Man sehe sich derzeit als "Feuerwehr in ständiger Alarmbereitschaft" und habe keinerlei Zeit, der so wichtigen präventiven Arbeit nachzugehen. Die Vertrauensleute äußern Zweifel daran, dass den Verantwortlichen im Rathaus die Bedeutung der Arbeit überhaupt bewusst sei. Die Kritik geht vor allem an den Sozialdezernenten, Bürgermeister Jo Dreiseitel.

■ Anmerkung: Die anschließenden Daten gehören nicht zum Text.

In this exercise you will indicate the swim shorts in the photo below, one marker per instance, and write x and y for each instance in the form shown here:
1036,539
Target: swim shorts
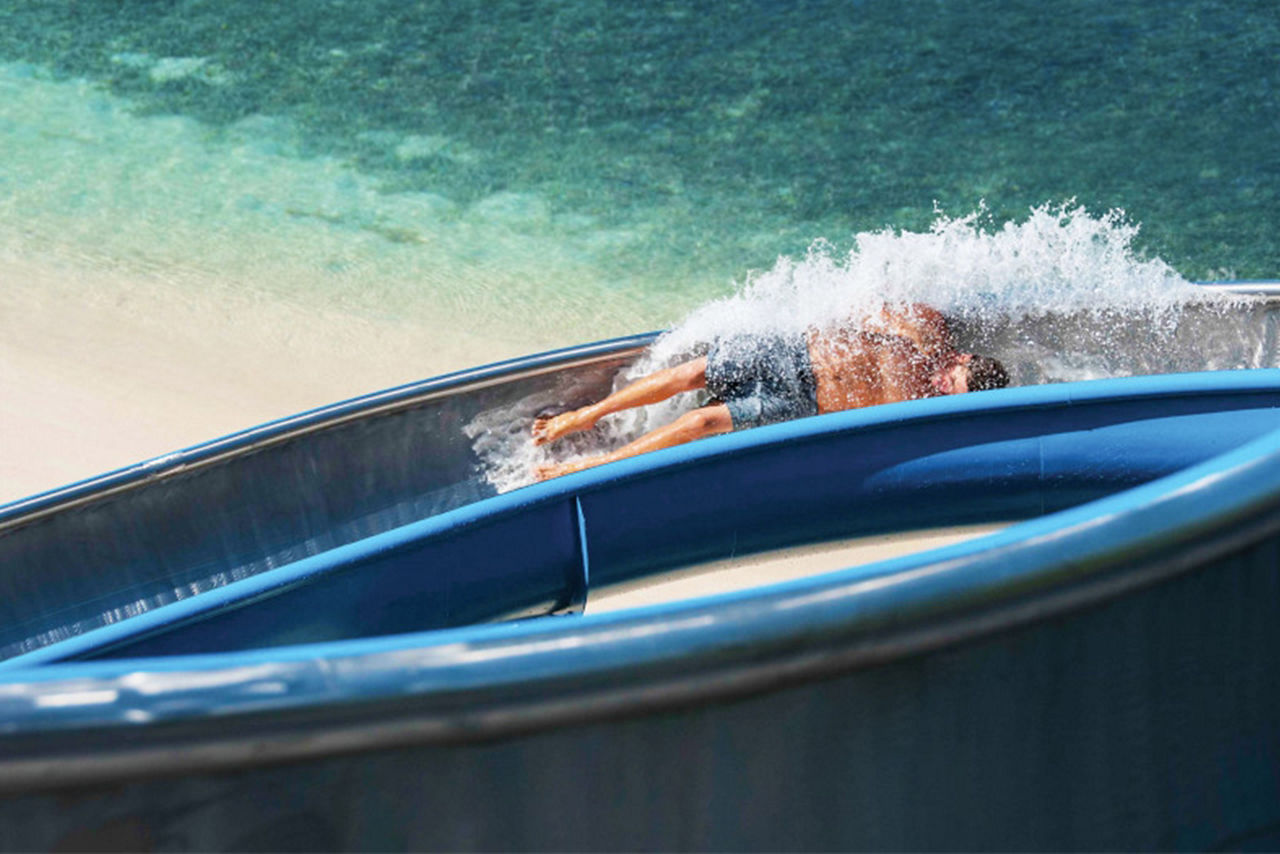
763,379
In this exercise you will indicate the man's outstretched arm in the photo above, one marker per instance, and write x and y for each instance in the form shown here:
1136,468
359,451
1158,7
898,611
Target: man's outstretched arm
649,389
700,423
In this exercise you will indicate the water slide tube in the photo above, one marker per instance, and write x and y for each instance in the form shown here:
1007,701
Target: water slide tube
266,643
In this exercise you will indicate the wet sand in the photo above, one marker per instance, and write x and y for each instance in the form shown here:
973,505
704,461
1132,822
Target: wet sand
776,566
100,370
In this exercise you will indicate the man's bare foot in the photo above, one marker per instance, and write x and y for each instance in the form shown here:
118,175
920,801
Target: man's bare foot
548,428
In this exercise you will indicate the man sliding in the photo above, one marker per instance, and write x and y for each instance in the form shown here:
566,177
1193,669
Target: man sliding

Es gehe hier vielfach um Kinder und Jugendliche mit Migrationshintergrund, außerdem um "Multi-Problem-Familien". Die von der Stadtverwaltung geförderte Bildung von Netzwerken wird begrüßt, bedeute aber auch einen höheren Arbeitsaufwand, heißt es in dem Schreiben an die Fraktionen, die Ausstattung des allgemein sozialen Dienstes müsse dringend verbessert werden: "Auch die Politiker sind verantwortlich für den Schutz des Kindeswohls".
Verärgert sind die Mitarbeiter des Jugendamts auch,, weil ihnen immer mehr Statistik-Aufgaben auferlegt werden, die sie zusätzlich belasten. Aus den dadurch aufgezeigten schlimmeren Zuständen würden aber andererseits keine Konsequenzen gezogen.